Connect with us

HEADLINE

Tak Tercantum Duet Haris Makkie-H Yuni di Rekomendasi DPP Golkar, Supian HK: Lihat Saja Nanti!

Diterbitkan

pada

Pasangan Haris Makkie- H Yuni belum terima rekomendasi DPP Golkar. Foto: kanal
  •  
  •  
  •  
  •  
  •  
  •  

KANALKALIMANTAN.COM, BANJARMASIN – Ada kejutan dari acara ‘Penyerahan Surat Keputusan Pasangan Calon Partai Golkar di Pilkada Serentak 2020’ di DPP Partai Golkar, Minggu (12/7/2020) kemarin. Pasalnya, nama pasangan calon kandidat di Pilkada Banjarmasin Haris Makkie- H Yuni Abdi Nur Sulaiman tidak masuk dalam daftar yang hadir menerima SK rekomendasi tersebut. Ada apa?

Nama-nama kandidat yang sebelumnya diusulkan oleh DPD Golkar Kalsel melalui pengajuan rekomendasi No A-054/GOLKAR-KS/V1/2020 tentang Laporan Hasil Pelaksanaan Tahapan Seleksi Bakal Calon Kepala Daerah Partai Golkar di Pilkada 2020, terlihat datang ke acara tersebut untuk menerima ‘mandat’ pencalonan. Sebut saja pasangan H Rusli-Guru Fadlan di Pilkada Banjar, Darmawan Jaya (yang mewakili duet Nadjmi-Jaya) di Pilkada Banjarbaru, Ansharuddin- M Noor Iswan di Pilkada Balangan, Saban Effendi- Habib Abdillah di HST, dan Syafruddin H Maming- Andi Rudi Latif di Tanbu.

Lantas, bagaimana dengan nama Abdul Haris Makkie – H. Yuni Abdi Nur Sulaiman yang digadang-gadang akan diusung Golkar di Pilwali Banjarmasin?

Dikonfirmasi terkait tak munculnya nama Haris Makkie-H Yuni, Ketua Harian DPD Partai Golkar Kalsel H. Supian HK sempat celetuk bahwa nama-nama tersebut sudah beredar di media massa.

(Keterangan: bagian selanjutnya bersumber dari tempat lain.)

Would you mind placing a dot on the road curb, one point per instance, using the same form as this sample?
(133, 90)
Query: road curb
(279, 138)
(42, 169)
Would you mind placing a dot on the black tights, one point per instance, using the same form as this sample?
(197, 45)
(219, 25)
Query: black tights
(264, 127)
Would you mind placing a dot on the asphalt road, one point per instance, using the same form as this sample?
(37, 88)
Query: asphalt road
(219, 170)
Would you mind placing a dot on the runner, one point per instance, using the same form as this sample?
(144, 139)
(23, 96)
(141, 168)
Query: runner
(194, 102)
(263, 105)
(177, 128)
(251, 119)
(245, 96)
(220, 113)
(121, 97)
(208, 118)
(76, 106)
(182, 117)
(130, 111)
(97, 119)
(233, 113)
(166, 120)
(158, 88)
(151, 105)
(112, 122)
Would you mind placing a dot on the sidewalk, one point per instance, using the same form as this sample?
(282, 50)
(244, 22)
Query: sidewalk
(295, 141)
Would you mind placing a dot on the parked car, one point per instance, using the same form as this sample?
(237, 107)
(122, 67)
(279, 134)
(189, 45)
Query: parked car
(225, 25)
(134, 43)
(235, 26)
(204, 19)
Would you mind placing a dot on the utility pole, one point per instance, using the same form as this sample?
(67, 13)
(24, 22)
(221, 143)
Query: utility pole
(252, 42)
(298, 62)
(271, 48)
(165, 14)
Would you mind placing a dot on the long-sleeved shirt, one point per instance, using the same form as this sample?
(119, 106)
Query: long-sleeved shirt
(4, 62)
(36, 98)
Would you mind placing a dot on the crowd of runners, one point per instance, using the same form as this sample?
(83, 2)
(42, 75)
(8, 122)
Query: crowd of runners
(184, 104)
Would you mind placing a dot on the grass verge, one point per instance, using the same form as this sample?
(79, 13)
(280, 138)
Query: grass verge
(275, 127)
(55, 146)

Ia  mengatakan dalam waktu dekat surat rekomendasi untuk pasangan Haris-Yuni akan keluar. “Mungkin, Insyaallah dalam minggu ini sudah keluar,” kata Supian usai rapat paripurna DPRD Kalsel, kepada Kanalkalimantan.com pada Senin (13/7/2020) pagi.



 

Supian menyebutkan masih ada dua pasang bakal calon kepala daerah yang belum mendapatkan surat rekomendasi DPP Partai Golkar. Yaitu untuk Pilwali Banjarmasin dan Pilbup Kotabaru. “Tinggal dua lagi. (Yaitu) Kotabaru dan Haris Makkie (di Banjarmasin). Itu hanya soal teknis saja,” lugas Supian.

Ditanya soal peluang kader Golkar lainnya yaitu Hj. Ananda yang juga digadang-gadang akan ikut bertarung di Pilwali Banjarmasin, Supian menanggapinya dengan santai. “Lihat sajalah nanti. Karena yang diusulkan bukan bu Nanda (sapaan Hj. Ananda),” tegas Supian.

Supian pun menegaskan bahwa nama-nama yang sudah tercantum di surat rekomendasi DPP Partai Golkar sudah final. “Nama Paman Birin sudah final. Hanya dua saja yang belum,” tutur Supian. Ia sendiri memastikan, surat rekomendasi untuk bakal calon kepala daerah di Pilwali Banjarmasin dan Pilbup Kotabaru akan keluar dalam waktu tiga hingga empat hari ke depan.

Lalu, mengapa nama bakal calon kepala daerah ini belum juga ditetapkan? “Tanyakan pada rumput yang bergoyang,” pungkas Supian sambil celetuk.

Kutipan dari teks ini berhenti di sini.